2147483647

2015-02-12, Comments

Magic!

When software developers refer to “magic numbers” they mean those numeric literals which appear in a program without explanation — as if by magic. Consider the mysterious figures in this incantation:

int cigarettes()
{
    return 365 * 20 * 10 + 2 * 20 + 17;
}

Why is the 20 repeated? Does the first 20 mean the same as the second one? Could 365 be the number of days in a year? Named constants would make the code easier to read and maintain.

Some numbers truly are magical though.

2147483647

The number 2147483647 is special and terrible.

It’s a substantial number, far greater than the number of goals Lionel Messi has scored or the number of hot dinners I’ve eaten, and comparable with the number of heart beats in a lifetime or the number of instructions a processor executes in a second; but it’s not that large. You’ll need more than 2147483647 bytes to install a modern operating system, let alone store your video collection. And shuffling a pack of just 52 cards has 80658175170943878571660636856403766975289505440883277824000000000000 possible outcomes.

If 2147483647 isn’t remarkable for its size it certainly has a noteworthy history. In 1772 the Swiss mathematician Leonhard Euler proved it a prime. I’m guessing it was the largest known prime at the time. Euler didn’t have a computer to hunt for primes so he narrowed the field by focusing on Mersenne numbers — numbers one less than a power of two — a strategy which remains a winner even today, when computers are networked to search.

Actually, 2147483647 is a double Mersenne prime, which is to say it takes the form 2m - 1, where m itself takes the form 2n - 1.

>>> 2**(2**5 - 1) - 1
2147483647

Magic!

Dragons!

2147483647 has a special significance for C programmers, who know it by the name INT_MAX, and for C++ programmers, who demystify the digits as std::numeric_limits<int>::max().
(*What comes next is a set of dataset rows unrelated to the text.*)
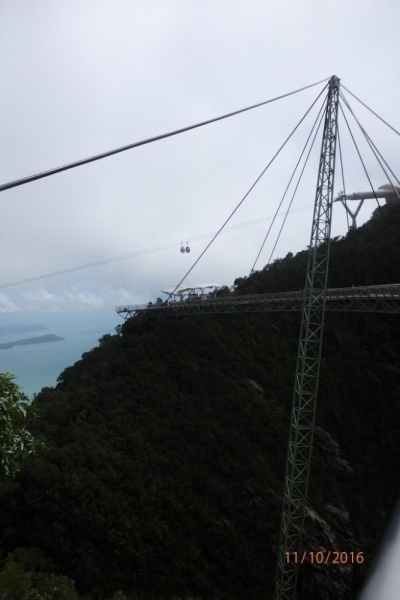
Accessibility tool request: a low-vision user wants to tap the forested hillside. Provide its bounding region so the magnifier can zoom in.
[0,206,400,600]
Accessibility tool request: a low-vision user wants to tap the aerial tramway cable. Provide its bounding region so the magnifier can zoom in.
[340,93,400,192]
[250,99,326,275]
[165,84,328,303]
[339,102,400,260]
[0,78,328,192]
[341,85,400,135]
[338,126,355,285]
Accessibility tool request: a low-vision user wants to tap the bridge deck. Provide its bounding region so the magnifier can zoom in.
[115,284,400,319]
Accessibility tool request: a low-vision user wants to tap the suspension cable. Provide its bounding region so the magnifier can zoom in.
[339,102,400,260]
[338,127,355,285]
[0,79,327,192]
[341,85,400,135]
[250,99,326,275]
[340,94,400,195]
[165,84,328,303]
[267,101,324,274]
[0,204,312,289]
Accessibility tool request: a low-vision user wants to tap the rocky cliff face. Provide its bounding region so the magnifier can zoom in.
[299,427,360,600]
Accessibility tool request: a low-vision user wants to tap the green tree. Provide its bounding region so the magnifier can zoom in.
[0,373,43,475]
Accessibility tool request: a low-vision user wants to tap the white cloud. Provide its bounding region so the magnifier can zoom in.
[0,0,400,311]
[0,292,22,313]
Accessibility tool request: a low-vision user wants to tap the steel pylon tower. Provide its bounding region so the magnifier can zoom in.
[275,76,340,600]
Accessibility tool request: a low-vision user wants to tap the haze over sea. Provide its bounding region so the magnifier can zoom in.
[0,310,123,399]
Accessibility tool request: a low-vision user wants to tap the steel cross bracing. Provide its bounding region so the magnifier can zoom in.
[275,77,339,600]
[115,284,400,319]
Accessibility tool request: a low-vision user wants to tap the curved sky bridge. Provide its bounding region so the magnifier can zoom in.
[115,284,400,319]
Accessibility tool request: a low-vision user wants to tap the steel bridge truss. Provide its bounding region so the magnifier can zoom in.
[275,77,339,600]
[115,284,400,319]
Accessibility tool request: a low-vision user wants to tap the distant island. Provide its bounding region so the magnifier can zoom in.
[0,323,47,335]
[0,333,65,350]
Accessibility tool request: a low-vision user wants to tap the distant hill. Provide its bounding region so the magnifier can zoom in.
[0,206,400,600]
[0,333,65,350]
[0,323,47,335]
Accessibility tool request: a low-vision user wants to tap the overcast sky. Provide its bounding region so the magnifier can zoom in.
[0,0,400,317]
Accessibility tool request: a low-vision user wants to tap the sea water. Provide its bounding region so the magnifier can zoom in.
[0,315,122,399]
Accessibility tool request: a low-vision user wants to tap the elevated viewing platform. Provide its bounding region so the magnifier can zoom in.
[115,283,400,319]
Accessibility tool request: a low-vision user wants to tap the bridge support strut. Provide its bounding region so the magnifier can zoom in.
[275,76,340,600]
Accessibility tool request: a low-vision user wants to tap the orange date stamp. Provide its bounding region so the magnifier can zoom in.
[285,550,364,565]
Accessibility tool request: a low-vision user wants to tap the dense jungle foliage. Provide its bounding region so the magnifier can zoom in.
[0,206,400,600]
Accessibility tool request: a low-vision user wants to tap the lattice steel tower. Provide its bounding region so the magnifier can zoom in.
[275,76,340,600]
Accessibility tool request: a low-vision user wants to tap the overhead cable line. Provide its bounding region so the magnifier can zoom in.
[0,204,313,289]
[250,99,326,275]
[340,93,400,195]
[338,127,355,285]
[0,79,327,192]
[165,84,328,302]
[231,99,327,299]
[339,102,400,260]
[267,95,325,266]
[341,85,400,135]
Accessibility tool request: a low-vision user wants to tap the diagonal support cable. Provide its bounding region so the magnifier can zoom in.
[250,99,326,275]
[0,79,326,192]
[342,85,400,135]
[165,85,327,303]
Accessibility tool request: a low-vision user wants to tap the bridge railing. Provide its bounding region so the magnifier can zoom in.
[115,283,400,313]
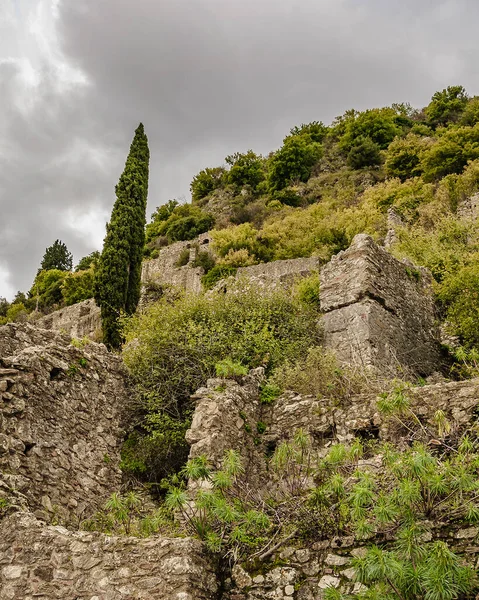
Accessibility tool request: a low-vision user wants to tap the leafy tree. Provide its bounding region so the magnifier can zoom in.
[75,250,100,272]
[0,296,10,317]
[25,269,69,311]
[62,266,95,306]
[425,85,468,126]
[289,121,328,144]
[422,124,479,181]
[190,167,225,203]
[340,108,402,152]
[347,137,381,169]
[145,200,180,244]
[95,123,150,348]
[225,150,265,189]
[459,96,479,127]
[40,240,73,271]
[268,135,323,192]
Remember, 2147483647 is Mersenne(Mersenne(5)), which is Mersenne(31), or 2 to the power 31 minus 1. In binary arithmetic you add a zero on the right to multiply by 2 so 2 to the 31 is 1 followed by 31 zeros; and subtracting 1 leaves 31 1’s. It’s the largest signed value you can fit in a 32 bit register.

>>> mersenne31 = 2**31-1
>>> bin(mersenne31)
'0b1111111111111111111111111111111'
>>> hex(mersenne31)
'0x7fffffffL'
>>> mersenne31
2147483647L

It’s quite possible to inadvertantly increment an int which has reached INT_MAX. The result is undefined behaviour: anything could happen.

Gangnam Style

We never thought a video would be watched in numbers greater than a 32-bit integer (=2,147,483,647 views), but that was before we met PSY. Gangnam Style has been viewed so many times we had to upgrade to a 64-bit integer (9,223,372,036,854,775,808)!

youtube developers

Psy

Exactly what undefined behaviour was provoked when PSY’s popularity broke the magic limit isn’t disclosed. Maybe a server leaked account details to North Korean hackers. Or maybe the video’s viewing figures were wrong for a while.

Note that the new limit of 9,223,372,036,854,775,808 is an unsigned value, which is exempt from this flavour of undefined behaviour and wraps to zero when you bump it up.

Bugwards compatibility

There’s another reason for preferring INT_MAX to the magical 2147483647: the two values might be different. 2147483647 is 2147483647 but INT_MAX depends on the implementation.

A modern computer probably has 64 bit registers making a 64 bit int a more natural choice. However, for compatibility reasons, ints may intentionally be limited to 32 bits!